Alors que le ministère de la Santé a encouragé les coopératives (EÉSAD) à bonifier les salaires et les conditions de travail pour attirer la main-d'œuvre, ces mêmes entreprises perdent aujourd'hui leurs contrats au profit de compagnies privées moins coûteuses.
Dans Lanaudière, le contrat de la MRC de l'Assomption a été octroyé au Groupe Santé IPA, qui paie ses employés environ 21 $ de l'heure, contre 26 $ ou 27 $ dans les coopératives.
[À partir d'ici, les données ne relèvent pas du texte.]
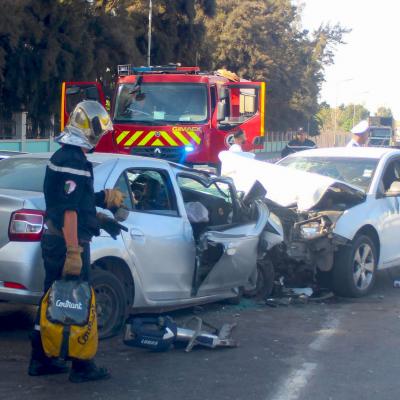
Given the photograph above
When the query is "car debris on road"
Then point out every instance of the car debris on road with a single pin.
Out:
(161, 333)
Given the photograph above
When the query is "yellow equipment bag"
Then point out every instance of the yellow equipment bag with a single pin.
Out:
(68, 321)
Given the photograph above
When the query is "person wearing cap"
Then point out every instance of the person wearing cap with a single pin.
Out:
(360, 134)
(239, 139)
(72, 221)
(299, 143)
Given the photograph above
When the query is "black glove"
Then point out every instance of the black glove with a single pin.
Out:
(110, 225)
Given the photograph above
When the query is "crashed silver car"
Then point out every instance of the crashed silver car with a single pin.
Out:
(190, 238)
(337, 209)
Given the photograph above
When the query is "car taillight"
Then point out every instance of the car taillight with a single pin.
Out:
(14, 285)
(26, 226)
Cette logique du «plus bas soumissionnaire» menace la continuité des soins et la stabilité des liens intimes créés entre les préposés et les 500 usagers touchés à Laval et dans Lanaudière.
Écoutez J. Benoît Caron, directeur général de l'EESAD, expliquer le tout, mercredi matin, au micro de Patrick Lagacé.
«On entre chez les gens et qu'on leur donne des soins, qu'on leur donne leur bain, qu'on va changer des couches. C'est grave de simplifier l'intervenant au point où il peut changer fréquemment.»